Monday, September 23, 2019

Dark Goddess Review: Selma (2015)



Dir. by Ava DuVernay. Prod. by Christian Colson, Dede Gardner, Jeremy Kleiner, and Oprah Winfrey. Cloud Eight Films, Celador Films, Harpo Films, Pathé, and Plan B Entertainment, 2014. 128 mins. (http://www.selmamovie.com)

I watched the damn movie. 

I didn’t want to watch it, not in 2015, not now, not when it was black and white news film in 1964. And I was right to not want to, because a couple of the bouts of crying almost became panic attacks. Those faces and clubs and whips invaded my parents’ living room in a tiny town in northwestern Ohio after Birmingham and Kennedy, followed by body counts from Vietnam, Martin in Memphis, the Democrats in Chicago, and Bobby dead on a kitchen floor.  To my outraged young heart there was no doubt there were hidden powers who were simply not going to let people get along. It put me in anti-war marches on Washington in 1969 and 1970 and in demonstrations in Ohio till Vietnam was over in 1975. It was the best of times; it was the worst of times.

Selma is an excellent movie, holding, according to the reviews, very close to the truth. My own opinion is that the casting was genius; that anyone who knows John Lewis’s face now would believe Stephan James was really him, that André Holland must be Andrew Young with CGI. In a docudrama such as this, intended to tweak memory and remind emotion as well as to inform a younger generation, this works. For baby boomers, this movie was all about immediacy.

Several movie-goers interviewed in the reviews I read mentioned accuracy. This is a comfort in watching any docudrama, because there are no movies without bias, and in historical re-creations it is a constant problem to get a handle on where the producers are coming from, as with any product. We are without doubt where sympathies lie in Selma– it is their story, after all – but to hear repeated confirmation that the story line was not altered to suit was affirming (and saved the work of ferreting out anachronisms or lies on my own). 

The same can’t be said of the special effects. I have no problem with a director who does everything she can to make horror real where horror is intended, and the bombing scene leaving one dead baby girl in the wreckage pulled heartstrings as it was intended. This one early-in-the-film gambit, however, was perhaps the only over-the-top representation I found. The brutality of the bridge, the shooting of Jimmy Jackson, the beating to death of the Boston priest could have easily been overplayed into propaganda simply by going on longer, or focusing on the raging faces; but I do not think that they were. I saw the restraint of an attempt at history in the making of this film, and I thank Director DuVernay for that.  
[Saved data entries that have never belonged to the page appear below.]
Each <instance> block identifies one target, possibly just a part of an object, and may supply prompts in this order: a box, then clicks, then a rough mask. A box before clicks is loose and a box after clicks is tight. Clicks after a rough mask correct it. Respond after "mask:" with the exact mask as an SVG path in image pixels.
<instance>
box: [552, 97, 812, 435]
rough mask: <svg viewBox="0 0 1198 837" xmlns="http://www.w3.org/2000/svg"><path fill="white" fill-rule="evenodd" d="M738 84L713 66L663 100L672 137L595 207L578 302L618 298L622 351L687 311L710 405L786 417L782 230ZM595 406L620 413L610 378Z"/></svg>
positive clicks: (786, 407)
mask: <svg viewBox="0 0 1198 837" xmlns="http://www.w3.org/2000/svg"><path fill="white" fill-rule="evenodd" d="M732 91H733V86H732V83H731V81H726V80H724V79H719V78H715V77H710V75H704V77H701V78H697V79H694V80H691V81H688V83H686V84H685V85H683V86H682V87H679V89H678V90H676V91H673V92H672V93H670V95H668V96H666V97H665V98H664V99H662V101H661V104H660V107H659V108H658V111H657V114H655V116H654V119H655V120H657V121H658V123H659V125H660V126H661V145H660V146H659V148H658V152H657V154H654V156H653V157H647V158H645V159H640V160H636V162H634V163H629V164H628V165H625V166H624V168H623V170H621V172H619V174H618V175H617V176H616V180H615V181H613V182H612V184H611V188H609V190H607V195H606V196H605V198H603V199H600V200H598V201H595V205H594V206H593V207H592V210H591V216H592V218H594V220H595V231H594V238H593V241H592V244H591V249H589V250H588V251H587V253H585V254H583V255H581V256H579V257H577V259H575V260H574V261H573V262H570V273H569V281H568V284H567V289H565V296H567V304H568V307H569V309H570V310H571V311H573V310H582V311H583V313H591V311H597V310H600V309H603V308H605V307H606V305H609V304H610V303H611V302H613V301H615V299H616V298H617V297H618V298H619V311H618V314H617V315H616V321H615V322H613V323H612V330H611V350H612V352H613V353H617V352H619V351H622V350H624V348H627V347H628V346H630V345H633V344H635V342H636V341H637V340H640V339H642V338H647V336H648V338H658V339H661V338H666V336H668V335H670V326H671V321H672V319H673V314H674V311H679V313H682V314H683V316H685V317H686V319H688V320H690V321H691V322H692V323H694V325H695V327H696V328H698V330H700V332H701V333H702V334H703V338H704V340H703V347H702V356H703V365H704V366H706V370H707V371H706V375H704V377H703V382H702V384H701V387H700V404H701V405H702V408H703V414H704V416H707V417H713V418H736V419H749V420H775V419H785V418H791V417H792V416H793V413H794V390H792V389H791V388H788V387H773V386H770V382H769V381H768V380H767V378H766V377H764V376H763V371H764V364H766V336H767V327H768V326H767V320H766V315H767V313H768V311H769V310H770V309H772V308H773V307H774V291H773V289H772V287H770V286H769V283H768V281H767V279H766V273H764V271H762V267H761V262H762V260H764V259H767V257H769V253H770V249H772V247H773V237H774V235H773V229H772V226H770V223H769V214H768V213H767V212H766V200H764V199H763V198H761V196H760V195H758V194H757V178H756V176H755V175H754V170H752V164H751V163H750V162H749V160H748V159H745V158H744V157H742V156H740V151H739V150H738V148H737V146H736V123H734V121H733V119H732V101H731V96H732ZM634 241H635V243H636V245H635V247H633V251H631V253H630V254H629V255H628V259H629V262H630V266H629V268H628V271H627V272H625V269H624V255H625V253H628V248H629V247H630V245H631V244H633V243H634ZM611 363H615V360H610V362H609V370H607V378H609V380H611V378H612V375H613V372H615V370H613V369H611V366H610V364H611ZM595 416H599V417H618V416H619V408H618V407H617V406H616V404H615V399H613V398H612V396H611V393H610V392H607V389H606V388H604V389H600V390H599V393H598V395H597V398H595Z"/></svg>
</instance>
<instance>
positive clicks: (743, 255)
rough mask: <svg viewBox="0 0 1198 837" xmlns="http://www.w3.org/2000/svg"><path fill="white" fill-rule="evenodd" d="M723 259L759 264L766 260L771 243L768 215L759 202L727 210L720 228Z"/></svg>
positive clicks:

What was new to me in this film was the politics. I had only a general kind of understanding that this march contributed to the voting rights bill. The specifics of communications with Johnson, the Whitehouse, and George Wallace were new information. I might comment here that the previously mentioned physical casting success did not hold true for J. Edgar; Dylan Baker was not even close, but no cigar. 

Again I agree with the reviews that this movie is timely. It comes at a time when the 20thcentury gains of liberal democracy are being rolled back, as if rewinding and enhancing to conditions perhaps worse than before the Sixties, and what was then generally thought of as Southern viciousness and intolerance has spread like an infection to the entire country. There is no need to go through the litany of Ferguson, Miami, Minneapolis, and Charlottesville or to name the face that has been put on the disease, but this new generation should indeed and with all due speed be made aware of what their parents paid for freedoms they did not even recognize they had. Freedoms that have been patiently and intractably hunted down and extinguished one politician at a time; rights that have been retracted from the Left and reformatted for newly “born” corporations on the Right; and we wait for someone, anyone, to stand and deliver us from the newtold lies of the most incredibly coopted corporate media the world has ever seen.